Perception de la santé et de l’environnement : Les enquêtés imputent la survenue de l’épidémie de chik à la Réunion à différents éléments (environnement naturel, maladie venue d’ailleurs, bateau ayant accosté sur l’île, responsabilité politique…) et principalement à « l’hygiène sur l’île et à une mauvaise gestion des déchets » (32,5%). Ces résultats traduisent le fait qu’ils ne se sentent pas responsables de l’émergence de l’épidémie sur l’île. La comparaison avec d’autres études pourrait permettre de savoir s’il y a un paradigme environnemental ou s’ils ont intégré le discours des campagnes de prévention et le lien environnement/santé.

Le degré d’exposition au chik parmi la population est justifié par des éléments constitutifs de l’individu : l’immunité, la vulnérabilité, la chance (57,9%)… plutôt que par un comportement de prévention (17 %) ce qui traduit un sentiment d’impuissance face à l’épidémie et confirme l’idée d’irresponsabilité personnelle.

Il faut noter toutefois que 68,3 % des personnes enquêtées disent s’être protégées durant l’épidémie, en utilisant principalement sprays/pommades, serpentins et diffuseurs. Ceux qui ne l’ont pas fait l’expliquent par l’ignorance et le fatalisme.
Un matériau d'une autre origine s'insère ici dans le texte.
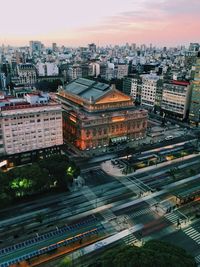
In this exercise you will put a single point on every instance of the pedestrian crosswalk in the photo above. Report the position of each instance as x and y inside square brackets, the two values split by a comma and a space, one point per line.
[172, 217]
[197, 259]
[139, 213]
[108, 215]
[130, 239]
[193, 233]
[151, 201]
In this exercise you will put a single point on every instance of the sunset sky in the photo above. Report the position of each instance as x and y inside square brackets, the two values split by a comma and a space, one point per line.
[160, 22]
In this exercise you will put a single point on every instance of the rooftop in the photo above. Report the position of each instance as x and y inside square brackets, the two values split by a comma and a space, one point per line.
[87, 89]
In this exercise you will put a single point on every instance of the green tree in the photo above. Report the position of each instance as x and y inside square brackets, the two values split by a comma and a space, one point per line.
[66, 262]
[154, 253]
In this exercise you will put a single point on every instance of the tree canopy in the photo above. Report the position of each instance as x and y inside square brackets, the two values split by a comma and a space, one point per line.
[56, 172]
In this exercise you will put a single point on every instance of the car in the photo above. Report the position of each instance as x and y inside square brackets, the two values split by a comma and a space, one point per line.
[169, 137]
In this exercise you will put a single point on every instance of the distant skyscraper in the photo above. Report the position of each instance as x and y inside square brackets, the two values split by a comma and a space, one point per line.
[195, 100]
[92, 47]
[133, 46]
[35, 46]
[54, 47]
[194, 47]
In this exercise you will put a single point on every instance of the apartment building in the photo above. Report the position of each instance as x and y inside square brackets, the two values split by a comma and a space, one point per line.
[31, 124]
[148, 90]
[176, 99]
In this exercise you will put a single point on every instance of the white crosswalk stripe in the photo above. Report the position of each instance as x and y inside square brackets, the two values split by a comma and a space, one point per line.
[108, 215]
[151, 201]
[192, 233]
[172, 217]
[139, 212]
[197, 259]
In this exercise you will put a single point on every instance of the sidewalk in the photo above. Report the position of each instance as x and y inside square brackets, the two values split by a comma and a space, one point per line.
[113, 170]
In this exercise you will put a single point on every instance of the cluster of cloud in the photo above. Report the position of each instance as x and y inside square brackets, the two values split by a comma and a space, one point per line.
[104, 22]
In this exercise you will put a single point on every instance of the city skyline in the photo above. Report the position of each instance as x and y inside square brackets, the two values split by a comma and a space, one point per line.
[160, 22]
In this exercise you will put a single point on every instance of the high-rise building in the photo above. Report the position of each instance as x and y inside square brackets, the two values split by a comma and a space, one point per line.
[176, 99]
[132, 86]
[54, 47]
[194, 47]
[92, 48]
[148, 90]
[35, 47]
[121, 70]
[194, 115]
[30, 124]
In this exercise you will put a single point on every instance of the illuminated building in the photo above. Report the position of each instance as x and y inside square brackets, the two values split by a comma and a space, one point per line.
[96, 115]
[29, 126]
[176, 99]
[195, 99]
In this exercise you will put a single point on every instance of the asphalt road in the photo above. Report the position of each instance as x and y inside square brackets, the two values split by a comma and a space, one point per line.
[115, 201]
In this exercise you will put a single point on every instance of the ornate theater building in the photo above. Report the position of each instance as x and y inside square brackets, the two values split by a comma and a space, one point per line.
[97, 115]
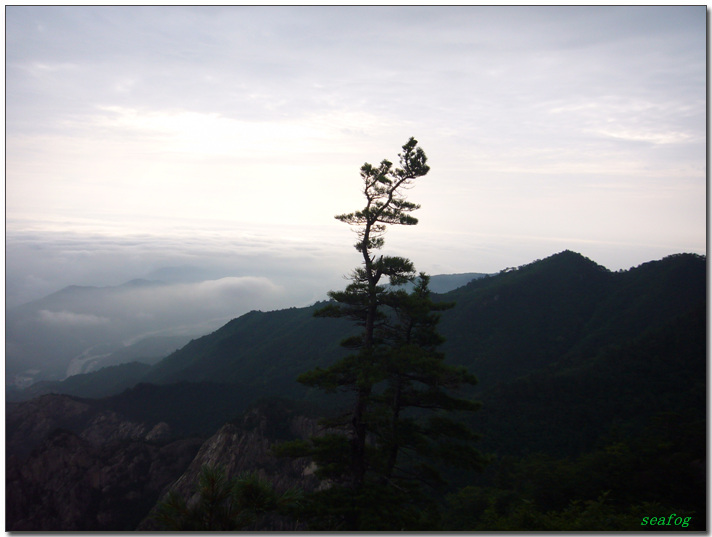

L’efficacité perçue des moyens de protection, sur une échelle de 0 à 1, varie de 0,60 (vêtements imprégnés) à 0,95 (nettoyage des jardins) mais l’accessibilité perçue est plus faible et va de 0,53 (vêtements imprégnés) à 0,68 (plantes répulsives).

L’ensemble de ces différents résultats traduit une moindre identification à l’épidémie et ses conséquences et fait apparaître une capacité perçue d’action assez faible.

Les résultats précédents sont confirmés par ceux sur la perception de douze risques naturels et sociaux. On peut noter que les personnes enquêtées sur une échelle de 0 à 1, accordent une grande importance à l’ensemble des risques puisqu’ils sont tous valorisés (de 0,82 pour le risque volcanique à 0,94 pour les accidents de la route) mais qu’elles ne se sentent pas plus concernées que les autres réunionnais par ces risques (avec un maximum de 0.60 pour les risques liés au tabac). Malgré l’épidémie récente, le chik n’apparaît qu’en 4ème position des risques valorisés et en 6ème position en termes d’identification personnelle à ce risque.

Pour conclure, ces premiers résultats traduisent, 18 mois après l’épidémie, une faible implication personnelle vis-à-vis du Chikungunya comme des autres risques liés à la santé ou à l’environnement et confirment l’importance de la LAV et de la mobilisation communautaire qui doit y être associée (cf. BEH, nov 2008).